How to build a hype:

1. Read a Bureau of Justice Statistics Report, which finds that:

  • 6.7% of U.S. adults were on the receiving end of “identity theft” last year, but
  • this definition includes “attempted misuse” that was unsuccessful, and
  • the most common way adults found out about such activity was to be contacted by a financial institution that had already noticed and intervened to stop the activity, and
  • only 14% of this 6.7% (about 0.9% of Americans) lost more than a dollar due to “identity theft” last year
  • “Victims who experienced a direct and indirect financial loss of at least $1” — that 0.9% of Americans — “lost an average of $1,769 with a median loss of $300.” The difference between the mean and the median means that most people lost relatively little money, and just a few people lost a lot of money.

2. Now write an ABC News story that:

  • Features an inflated headline reading “1 in 14 Fell Prey to Identity Theft in 2012” (6.7% is actually the equivalent of 1 in 15)
  • Ignores that the vast majority of this group did not “fall prey,” since they lost nothing
  • Falsely writes that “Two-thirds of identity theft victims experienced financial losses, which averaged $1,769” (the average of $1,769 is only of the 14% of the 6.7% of Americans who lost more than a dollar)

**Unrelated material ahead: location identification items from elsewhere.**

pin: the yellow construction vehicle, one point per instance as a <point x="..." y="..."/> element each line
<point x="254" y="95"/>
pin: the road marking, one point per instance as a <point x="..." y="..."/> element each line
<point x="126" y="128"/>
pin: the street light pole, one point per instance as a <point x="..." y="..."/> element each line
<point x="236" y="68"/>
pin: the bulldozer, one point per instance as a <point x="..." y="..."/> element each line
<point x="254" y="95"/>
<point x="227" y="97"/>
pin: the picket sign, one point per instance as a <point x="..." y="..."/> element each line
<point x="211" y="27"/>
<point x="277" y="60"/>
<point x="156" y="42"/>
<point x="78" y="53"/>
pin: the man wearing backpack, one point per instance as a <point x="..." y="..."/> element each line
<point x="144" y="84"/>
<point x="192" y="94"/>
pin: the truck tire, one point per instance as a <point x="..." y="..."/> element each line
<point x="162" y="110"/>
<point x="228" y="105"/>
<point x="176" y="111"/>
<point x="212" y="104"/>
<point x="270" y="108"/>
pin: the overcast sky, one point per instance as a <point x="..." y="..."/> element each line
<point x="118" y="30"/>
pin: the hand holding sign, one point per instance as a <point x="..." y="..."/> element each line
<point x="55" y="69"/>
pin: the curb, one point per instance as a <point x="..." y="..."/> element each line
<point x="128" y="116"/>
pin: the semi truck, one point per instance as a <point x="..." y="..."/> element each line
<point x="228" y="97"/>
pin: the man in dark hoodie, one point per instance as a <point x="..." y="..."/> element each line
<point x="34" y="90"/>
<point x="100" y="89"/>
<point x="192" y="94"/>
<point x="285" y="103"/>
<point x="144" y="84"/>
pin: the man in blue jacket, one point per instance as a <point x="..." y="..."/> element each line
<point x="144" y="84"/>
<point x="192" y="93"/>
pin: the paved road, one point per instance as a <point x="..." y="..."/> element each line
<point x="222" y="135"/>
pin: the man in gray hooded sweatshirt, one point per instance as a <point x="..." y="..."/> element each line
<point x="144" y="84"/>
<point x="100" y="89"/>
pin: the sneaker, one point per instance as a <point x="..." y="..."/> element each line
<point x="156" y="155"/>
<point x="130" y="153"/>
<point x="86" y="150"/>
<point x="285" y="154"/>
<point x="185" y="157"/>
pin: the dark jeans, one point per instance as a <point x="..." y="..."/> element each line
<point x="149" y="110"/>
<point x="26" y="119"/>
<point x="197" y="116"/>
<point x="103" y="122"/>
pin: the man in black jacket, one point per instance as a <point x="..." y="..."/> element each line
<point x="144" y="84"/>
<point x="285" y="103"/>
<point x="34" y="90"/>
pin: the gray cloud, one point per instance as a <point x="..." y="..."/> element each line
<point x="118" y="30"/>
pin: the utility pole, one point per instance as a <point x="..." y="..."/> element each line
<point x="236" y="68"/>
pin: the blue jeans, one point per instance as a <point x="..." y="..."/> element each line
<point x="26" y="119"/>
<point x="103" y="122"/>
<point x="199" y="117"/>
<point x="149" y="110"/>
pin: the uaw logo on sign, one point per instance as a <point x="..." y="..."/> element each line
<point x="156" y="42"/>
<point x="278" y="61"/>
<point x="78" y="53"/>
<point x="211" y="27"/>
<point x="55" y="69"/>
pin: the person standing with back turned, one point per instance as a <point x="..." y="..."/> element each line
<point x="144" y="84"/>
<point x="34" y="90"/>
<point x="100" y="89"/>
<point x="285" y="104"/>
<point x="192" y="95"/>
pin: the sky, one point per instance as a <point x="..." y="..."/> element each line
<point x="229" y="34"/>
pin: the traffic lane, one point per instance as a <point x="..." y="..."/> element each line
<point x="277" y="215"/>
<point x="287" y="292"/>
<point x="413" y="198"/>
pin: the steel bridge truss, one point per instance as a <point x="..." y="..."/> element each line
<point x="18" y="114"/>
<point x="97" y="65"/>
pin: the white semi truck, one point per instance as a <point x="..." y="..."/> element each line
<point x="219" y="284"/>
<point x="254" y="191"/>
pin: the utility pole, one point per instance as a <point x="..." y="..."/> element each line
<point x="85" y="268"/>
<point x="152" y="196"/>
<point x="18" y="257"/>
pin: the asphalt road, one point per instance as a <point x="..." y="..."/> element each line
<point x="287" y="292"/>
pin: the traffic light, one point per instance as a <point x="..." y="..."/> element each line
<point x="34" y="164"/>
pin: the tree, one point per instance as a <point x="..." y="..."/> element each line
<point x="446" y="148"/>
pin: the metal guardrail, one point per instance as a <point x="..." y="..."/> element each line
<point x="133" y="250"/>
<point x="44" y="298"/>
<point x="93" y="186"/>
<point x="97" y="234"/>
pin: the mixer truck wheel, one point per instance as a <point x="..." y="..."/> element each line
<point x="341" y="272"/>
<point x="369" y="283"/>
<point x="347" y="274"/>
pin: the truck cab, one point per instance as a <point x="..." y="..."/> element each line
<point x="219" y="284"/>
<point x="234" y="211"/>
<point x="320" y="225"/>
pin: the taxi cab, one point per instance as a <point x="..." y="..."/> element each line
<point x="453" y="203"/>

A careful read of the BJS report should leave you comforted. A quick read of the ABC News headline could make you panic.

Don’t panic.

2 thoughts on “Identity Theft: How to Build a Hype”

  1. Bill says:

    You’re right in suggesting that this is an over-hyped issue, but I just wanted to point out that there’s more than one way to “fall prey” to identity theft — dollars lost isn’t the only measure.

    Since the 1990s I’ve fallen prey to unauthorized credit card number use four different times (most recently two years ago), and every time I’ve had to cancel the compromised bank card. I’ve never lost a penny (more than temporarily, at least) because the banks are pretty efficient at refunding disputed charges, but every time I go through this it becomes ever more inconvenient. Dozens of companies I do business with online have my card on record (which is, of course, how my numbers keep getting ripped off…shame on me, I guess), and with many of those companies I have automatic monthly charges set up. When I have to cancel a card I need to go back to each of those companies and register a new card number with them. And of course I can never remember them all, so inevitably I start to get “transaction denied” notices from those I’ve forgotten…which can really gum up the works. As commerce becomes ever more internet-enabled this gets to be ever more of a PITA.

    Also, bear in mind that every time a credit card is misused somebody pays. Hacker W lifts Consumer X’s card number and uses it to buy a computer from Company Y, charged to X’s account at Bank Z. X notices the unauthorized charge and disputes it with Z, which cancels the charge and takes the money back from Y and credit’s X’s account. Typically, Y doesn’t have the time or resources to track down W for restitution, so W ends up with a free computer and Y just passes its loss on to all of its honest customers in the form of higher prices. I have no doubt that someone has done a study on what this costs the economy every year, but I haven’t seen it. I would guess it might come in at the high billions per year, though. Looked at in this light, 100% of us “fall prey” to identity theft, but our losses are invisible so we don’t actually notice.

    1. Jim says:

      You’re right, Bill, that’s fair.